„Die gefährlichste Person im Saal ist nicht der Mörder“, heißt es im Klappentext. Mit Die Dolmetscherin liefere die australische Autorin Brooke Robinson ein originelles Thriller-Debüt über die Macht der Sprache. („Ihre Übersetzung entscheidet über das Urteil.“) Die Gerichtsdolmetscherin sei eine sympathische Frau, die mit den falschen Mitteln für die richtige Sache kämpfe.
Die Handlung
Revelle Lee spricht 11 Sprachen und dolmetscht am Old Bailey in London – für Zeugen, Opfer, Angeklagte. Als sie bei einem Mord-Prozess mitbekommt, wie sich der Angeklagte erfolgversprechend verteidigt, verstößt sie gegen ihren eigenen Codex und verfälscht seine Aussage, damit der vermeintlich Schuldige verurteilt wird.
Bald stellt sich heraus: Revelle hat einen Unschuldigen ins Gefängnis gebracht. Und nicht nur das. Zudem ist jemand hinter ihr und ihrem Pflegesohn Elliot her.
Sowohl das laufende Adoptionsverfahren als auch Revelle und Elliot geraten immer weiter in Gefahr, denn jemand weiß, was sie getan hat, und will Gerechtigkeit.

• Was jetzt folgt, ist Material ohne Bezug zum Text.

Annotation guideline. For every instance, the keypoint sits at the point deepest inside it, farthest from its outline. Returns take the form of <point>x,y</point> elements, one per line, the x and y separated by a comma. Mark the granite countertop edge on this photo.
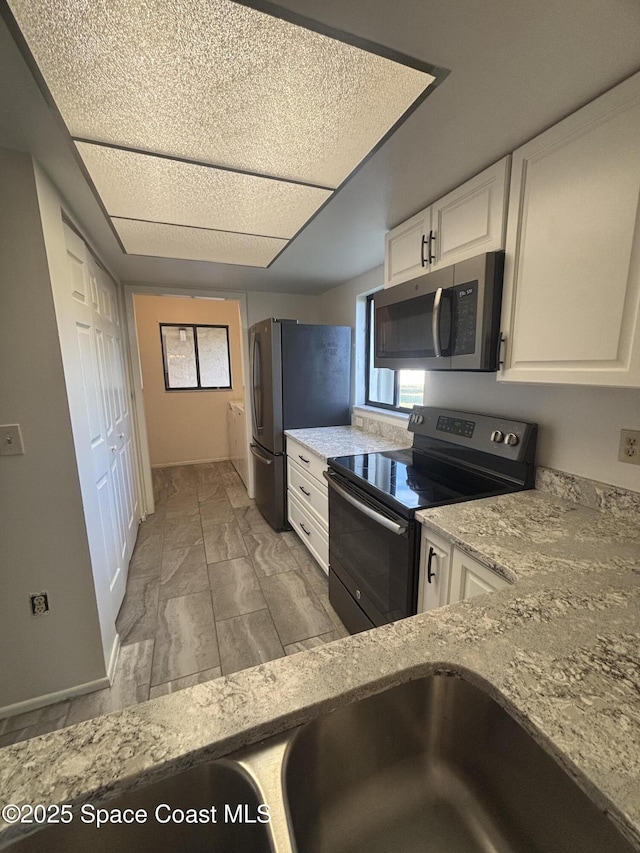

Während Revelle alles daran setzt, ihren Fehler wiedergutzumachen, holt ihre Vergangenheit sie ein. Was auch immer sie tut, um Elliot und sich zu schützen, die unsichtbare Bedrohung kommt immer näher …
Die Dolmetscherin sei „intelligent, weiblich, perfide“ heißt es in der Inhaltsbeschreibung. Laut Verlag ist das Buch ein vielschichtiger und unblutiger Thriller der besonderen Art.

Bibliografische Angaben
- Brooke Robinson (2023): Die Dolmetscherin – Ihre Übersetzung entscheidet über das Urteil. München: Knaur. Übersetzt von Alice Jakubeit. 368 Seiten, 16,99 Euro, ISBN 978-3-426-52990-4.